I praised Michelangelo and never knew of Henry Ossawa Tanner ‘til college. I closed myself off to so much Black excellence that I find myself constantly playing catch up to creative Black genius on the daily. We don’t have to like every Black creative thing because it’s Black. We are allowed to critique all art. But critique requires an understanding of the standards. And if your standards of all things great, creative, genius, all center on Euro Centric or White American standards as a Black creative, then you my fellow creative have allowed your visual index to be gentrified and colonialized, and you need to be checked! All Black creativity has its lane, and it don’t have to be yours, but allow folks to rock with what they like… Smokin’ hash in the woods out of a Gandalf Longwood pipe with other white artists in a faux indigenous prayer circle while on residency in Minnesota don’t mean you a better artist now. And being the only person of color in your creative circle doesn’t make you unique, it means you’re co-opted and lonely.
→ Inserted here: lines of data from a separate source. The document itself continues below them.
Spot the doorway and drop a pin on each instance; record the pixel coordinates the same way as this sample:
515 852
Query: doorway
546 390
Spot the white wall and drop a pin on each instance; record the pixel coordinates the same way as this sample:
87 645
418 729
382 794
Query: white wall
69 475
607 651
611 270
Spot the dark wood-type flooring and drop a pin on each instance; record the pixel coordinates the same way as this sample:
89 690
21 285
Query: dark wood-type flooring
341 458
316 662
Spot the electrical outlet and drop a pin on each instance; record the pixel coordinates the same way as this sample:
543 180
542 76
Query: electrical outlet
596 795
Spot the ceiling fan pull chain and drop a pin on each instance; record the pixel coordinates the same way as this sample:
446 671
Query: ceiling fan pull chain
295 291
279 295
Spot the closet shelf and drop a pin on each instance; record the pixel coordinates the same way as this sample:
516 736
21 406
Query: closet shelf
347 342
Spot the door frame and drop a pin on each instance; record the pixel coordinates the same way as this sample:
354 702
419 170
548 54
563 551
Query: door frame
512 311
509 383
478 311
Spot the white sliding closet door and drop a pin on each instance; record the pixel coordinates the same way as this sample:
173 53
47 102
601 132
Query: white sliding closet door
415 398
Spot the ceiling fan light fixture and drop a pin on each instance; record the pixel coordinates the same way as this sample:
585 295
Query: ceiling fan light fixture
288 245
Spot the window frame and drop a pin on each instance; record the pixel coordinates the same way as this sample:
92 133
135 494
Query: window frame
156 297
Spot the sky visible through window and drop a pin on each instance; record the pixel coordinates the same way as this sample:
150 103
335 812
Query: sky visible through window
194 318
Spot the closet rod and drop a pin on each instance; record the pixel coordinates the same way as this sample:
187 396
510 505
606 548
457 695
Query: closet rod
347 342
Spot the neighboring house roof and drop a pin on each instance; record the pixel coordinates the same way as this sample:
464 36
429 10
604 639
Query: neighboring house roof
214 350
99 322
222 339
Praising the Marina Abramović The Artist is Present doc, and not knowing a damn thing bout Senga Nengudi means you see whiteness as the standard, and you don’t care to know your own peoples creative history… Being awkward, introverted, smart, hipster, and Black ain’t new! You have to start realizing your Black is as Black as everyone else’s Black! And we love you! More than that we affirm all that makes your form of Black!! We know u listen to Yachty and Radiohead! We know you read the sonnets of Pablo Neruda and can wax poetic on their connections to Kanye’s Life of Pablo album, We do too!... Praising Kurt Vonnegut and yawning at James Baldwin, don’t make your mind expanded, it means you are accepting the close-minded white washed view of the world that excludes the Black creative contributions. We have a hand in all this, and its all Black, and we are allowed to relish in every ratchet, trap, silly, scholarly, powerful, flawed, human, sexual, happy, sad, loving, quirky, aakward, emo, and magical Blackexperience we choose.
Stop trying to separate yourself from us, because when the general white creative arts world is done associating with you when you get too Black. We always here for you, just know we may not rock with you like that when you need us to in that moment.